NO GOOD DEED
(director: Bob Rafelson; screenwriters: based on the short story The House on Turk Street” by Dashiell Hammett/Christopher Canaan, Steve Barancik; cinematographer: Juan Ruiz-Anchía; editor: William Scharf; music: Jeff Beal; cast: Samuel L. Jackson (Jack Friar), Milla Jovovich (Erin), Stellan Skarsgard (Tyrone Abernathy), Joss Ackland (Mr. Quarre), Grace Zabriskie (Mrs. Quarre), Doug Hutchison (Hoop), Jonathan Higgins (David Brewster), Shannon Lawson (Amy); Runtime: 98; MPAA Rating: R; producer: David Braun/Herb Narras/Maxime Rémillard; Mac Releasing; 2002)

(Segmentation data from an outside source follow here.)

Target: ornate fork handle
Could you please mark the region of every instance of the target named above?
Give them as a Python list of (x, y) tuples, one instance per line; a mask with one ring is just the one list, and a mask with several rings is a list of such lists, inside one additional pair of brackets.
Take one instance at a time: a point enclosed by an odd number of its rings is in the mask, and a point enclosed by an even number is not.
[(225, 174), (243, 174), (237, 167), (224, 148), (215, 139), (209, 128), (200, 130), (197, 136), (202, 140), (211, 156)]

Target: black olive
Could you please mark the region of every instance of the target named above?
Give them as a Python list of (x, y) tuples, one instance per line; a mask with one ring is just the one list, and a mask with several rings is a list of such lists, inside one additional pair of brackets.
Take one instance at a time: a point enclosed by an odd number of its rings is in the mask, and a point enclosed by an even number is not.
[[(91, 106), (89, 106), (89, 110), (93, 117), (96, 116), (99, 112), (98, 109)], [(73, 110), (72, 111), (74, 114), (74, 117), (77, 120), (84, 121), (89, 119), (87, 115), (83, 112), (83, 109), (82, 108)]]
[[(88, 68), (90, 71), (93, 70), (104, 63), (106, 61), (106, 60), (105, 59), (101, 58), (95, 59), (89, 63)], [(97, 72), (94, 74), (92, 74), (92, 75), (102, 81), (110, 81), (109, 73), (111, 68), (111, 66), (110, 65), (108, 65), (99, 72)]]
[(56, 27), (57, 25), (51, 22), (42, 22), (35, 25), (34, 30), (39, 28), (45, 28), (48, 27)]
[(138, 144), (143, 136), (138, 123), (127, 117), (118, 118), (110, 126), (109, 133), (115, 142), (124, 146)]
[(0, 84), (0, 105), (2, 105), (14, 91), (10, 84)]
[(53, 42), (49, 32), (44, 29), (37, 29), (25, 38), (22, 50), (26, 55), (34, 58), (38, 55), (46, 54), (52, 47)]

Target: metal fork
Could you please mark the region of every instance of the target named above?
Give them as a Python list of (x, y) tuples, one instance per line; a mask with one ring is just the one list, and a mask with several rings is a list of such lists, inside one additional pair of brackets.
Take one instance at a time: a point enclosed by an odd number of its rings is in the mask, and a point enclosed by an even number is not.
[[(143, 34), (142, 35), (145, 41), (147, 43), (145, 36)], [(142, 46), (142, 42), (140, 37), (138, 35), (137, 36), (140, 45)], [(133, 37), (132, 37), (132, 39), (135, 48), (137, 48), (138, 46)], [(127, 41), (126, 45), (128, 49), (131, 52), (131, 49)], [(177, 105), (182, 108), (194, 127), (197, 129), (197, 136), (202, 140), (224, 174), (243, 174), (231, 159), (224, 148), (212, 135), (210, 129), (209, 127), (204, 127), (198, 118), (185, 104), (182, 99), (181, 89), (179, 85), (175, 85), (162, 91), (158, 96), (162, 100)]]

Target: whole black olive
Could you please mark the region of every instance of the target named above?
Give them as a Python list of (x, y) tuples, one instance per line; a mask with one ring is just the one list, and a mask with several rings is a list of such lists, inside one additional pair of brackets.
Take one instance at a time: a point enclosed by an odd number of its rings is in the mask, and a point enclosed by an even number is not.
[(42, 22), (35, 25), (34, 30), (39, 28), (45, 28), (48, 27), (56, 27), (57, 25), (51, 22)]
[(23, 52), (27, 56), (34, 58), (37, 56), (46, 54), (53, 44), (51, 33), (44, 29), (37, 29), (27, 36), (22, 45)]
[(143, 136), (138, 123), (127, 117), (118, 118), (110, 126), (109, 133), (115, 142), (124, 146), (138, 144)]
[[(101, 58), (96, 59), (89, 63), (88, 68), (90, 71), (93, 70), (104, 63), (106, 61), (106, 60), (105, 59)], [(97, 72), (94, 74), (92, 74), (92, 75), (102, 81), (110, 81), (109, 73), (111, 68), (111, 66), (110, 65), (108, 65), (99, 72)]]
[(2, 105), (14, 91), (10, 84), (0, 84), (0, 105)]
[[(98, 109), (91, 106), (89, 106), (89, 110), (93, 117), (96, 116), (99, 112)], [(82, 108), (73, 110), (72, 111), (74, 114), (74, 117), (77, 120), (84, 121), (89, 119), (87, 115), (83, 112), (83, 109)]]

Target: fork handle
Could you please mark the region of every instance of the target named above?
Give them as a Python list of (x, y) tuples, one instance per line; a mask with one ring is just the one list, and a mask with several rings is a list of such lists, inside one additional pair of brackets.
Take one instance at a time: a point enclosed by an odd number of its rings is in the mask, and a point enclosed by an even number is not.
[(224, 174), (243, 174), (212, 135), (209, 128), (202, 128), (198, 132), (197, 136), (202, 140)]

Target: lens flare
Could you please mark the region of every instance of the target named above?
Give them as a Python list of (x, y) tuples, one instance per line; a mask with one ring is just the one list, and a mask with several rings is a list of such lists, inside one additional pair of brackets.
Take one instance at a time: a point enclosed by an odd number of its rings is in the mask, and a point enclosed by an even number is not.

“Flawed but passable noir.”
Reviewed by Dennis Schwartz
The talented Bob Rafelson (“Five Easy Pieces”/”Blood and Wine”) directs this flawed but passable noir, based on the short story The House on Turk Street” by Dashiell Hammett and unrealistically scripted by Christopher Canaan and Steve Barancik. It involves a nice guy, diabetic, cello-playing, auto theft police detective, Jack Friar (Samuel Jackson), who reluctantly agrees to cancel his cello-playing ‘fantasy camp’ week vacation in the Berkshires in order to help a distraught neighbor locate her runaway 15-year-old daughter who is sleeping with an older sleaze on Turk Street. He pays for his good deed by becoming a tied-up hostage when he stumbles into the home of bond thieves after helping an old lady pick-up her spilled groceries from the ground and they think he’s after them.
Hammett’s story is updated to the present. It involves a sophisticated $10 million bank robbery scheme using computer technology. The bank robbers are a dysfunctional low-level crime family headed by the cagey Tyrone Abernathy (Stellan Skarsgard) and the sexy Russian piano prodigy ex-prostitute Erin (Milla Jovovich), the vulnerable girlfriend Tyrone looks after, and the volatile dim-witted bleached blond psychopath Hoop (Doug Hutchison). Hoop is crazy about Erin, but because of the vindictive boss tries restraining his sexual impulses even as she flirts with him. Maintaining their suburban eastern home is a chatty and seemingly harmless elderly couple, using the alias of the Quarres (Joss Ackland & Grace Zabriskie).
Erin is left alone to watch the cop while her cohorts hit the bank, She panics when Jack slips into a diabetic coma, and goes to his apartment to bring back his insulin and his cello (unbelievable). Back at her place she unties him for a sensual cello lesson and then he willingly goes back into being tied up in a chair again after the cello lesson (unbelievable). We also learn that Mr. Quarre, a Korean War flyboy, will help the trio escape by flying them to the Cayman Islands after the heist.
The plan is carried out because a bank insider was pulled into the job. He is the love sick naive loan officer David Brewster (Jonathan Higgins), who is mistakenly doing it for the love of someone who doesn’t love him.
Things get botched after David and Erin screw on his insistence before the escape flight. But the jealous Hoop goes into a tirade and beats David to death. With this mishap, Tyrone changes escape plans and instead double crosses the Quarres and heads for the Canadian border by car. But first he must complete their money transfer scheme and get the password on the bank disk that only the departed David knew.
The story revolves around double crosses. It also means taking the Skarsgard character as a menacing gang leader figure and the Jovovich character as both a pitiful victim of circumstances and a manipulative bitch. Both talented actors are not convincing. Jackson, as usual, is the cool dude, who uses his wits to make the best of a bad situation. He’s OK for the part, but the weak script leaves him with an unconvincing role. Ackland and Zabriskie offer comic relief as sweet but dangerous criminals, and are dandy. While Hutchison is good as your standard B movie flashy psycho, who keeps things nasty.